Tier 4: Mess Hall (8)
Luke Jackson, Atlanta Braves
Diego Castillo, Tampa Bay Rays
Wade Davis, Colorado Rockies
Pedro Strop, Chicago Cubs
Shawn Kelley, Texas Rangers
Ian Kennedy, Kansas City Royals
The Braves have thrived in recent weeks despite tepid performance from Jackson. With a division lead, we can’t assume Atlanta will be complacent with their existing staff. Keep an eye on the trade market and A.J. Minter.
Since returning from the injured list, Davis has allowed seven runs on nine hits and three walks in 4.1 innings. That’s… not good. The Rockies are only one game back in the NL Wild Card race so they can’t afford to be complacent with their closer. Re-stashing Scott Oberg could make sense in deeper leagues.
News has emerged that Jose Alvarado will need a mini-spring training before returning to the Rays. Castillo should get the bulk of the saves in his absence with Emilio Pagan absorbing most of the spillover. Don’t be surprised by, uh, surprises. After all, we’re talking about the Rays.
Nothing is simple in this Boston bullpen. Brasier has the most recent save while Barnes hasn’t locked down a game since June 6. As I’ve warned again and again, we cannot hold traditional expectations for these Red Sox relievers.
Blake Parker is on personal leave. In any case, the Twins seem more comfortable with Rodgers handling the tough outs. May is creeping into second place on the depth chart. I still believe him to be the most talented reliever on the roster.
Jose Leclerc can’t string together enough scoreless outings to rebuild his manager’s faith. Those who invested in Kelley should continue to ride the wave.
Tier 5: The Forgotten (4)
Mychal Givens, Baltimore Orioles
Sergio Romo, Miami Marlins
In my mind, Bass is unquestioningly better than Elias. However, it’s Elias who recorded the Mariners two most-recent saves. Bass even blew a game on Monday in the eighth inning which won’t help his case.
Just when he regained his role, Givens fumbled his way to a loss via a four-run drubbing. He also coughed up two homers.
I initially though Biagini would fill in as the Blue Jays closer while Ken Giles is on the injured list. Instead, it seems Hudson is first chair in the proposed committee.
Brandon Morrow, Chicago Cubs (elbow)
Corey Knebel, Milwaukee Brewers (partial UCL tear – out for season)
Hunter Strickland, Seattle Mariners (lat)
Arodys Vizcaino, Seattle Mariners (shoulder inflammation – out for season)
David Robertson, Philadelphia Phillies (flexor strain)
Jose Alvarado, Tampa Bay Rays (family emergency)
Ken Giles, Toronto Blue Jays (elbow inflammation)
Giles is expected to return when first eligible. The others continue to make interminable if not entirely unobservable progress.

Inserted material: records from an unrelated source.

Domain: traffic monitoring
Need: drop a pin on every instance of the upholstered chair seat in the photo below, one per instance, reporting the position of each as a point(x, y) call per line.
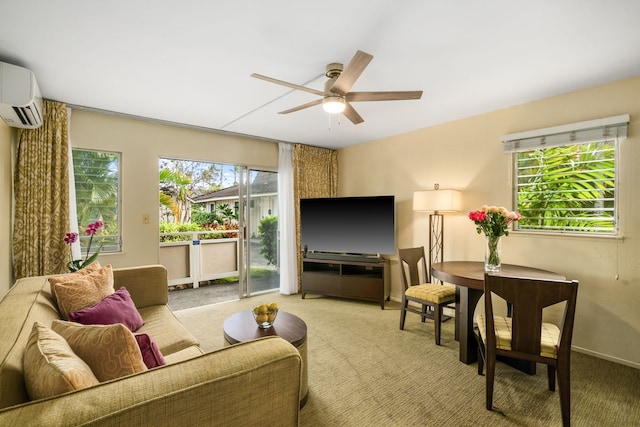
point(415, 277)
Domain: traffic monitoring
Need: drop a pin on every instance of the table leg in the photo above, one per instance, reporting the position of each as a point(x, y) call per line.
point(466, 301)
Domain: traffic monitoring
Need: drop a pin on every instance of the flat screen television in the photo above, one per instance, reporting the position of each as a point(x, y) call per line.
point(348, 225)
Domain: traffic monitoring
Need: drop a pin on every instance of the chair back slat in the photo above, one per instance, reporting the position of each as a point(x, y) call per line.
point(528, 297)
point(415, 262)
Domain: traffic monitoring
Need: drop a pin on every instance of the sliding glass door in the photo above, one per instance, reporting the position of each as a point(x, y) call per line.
point(260, 242)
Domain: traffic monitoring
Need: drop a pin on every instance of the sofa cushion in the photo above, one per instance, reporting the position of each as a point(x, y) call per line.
point(51, 367)
point(166, 330)
point(91, 268)
point(83, 291)
point(150, 353)
point(111, 351)
point(115, 308)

Cody Allen, Los Angeles Angels
Jose Leclerc, Texas Rangers
A.J. Minter, Atlanta Braves
Anthony Swarzak, Atlanta Braves (deposed with Mariners)
Ryan Brasier, Boston Red Sox
Chris Martin, Texas Rangers
Steve Cishek, Chicago Cubs
Scott Oberg, Colorado Rockies
It’s probably premature to remove Brasier from this list of ignominy. Let’s wait a week.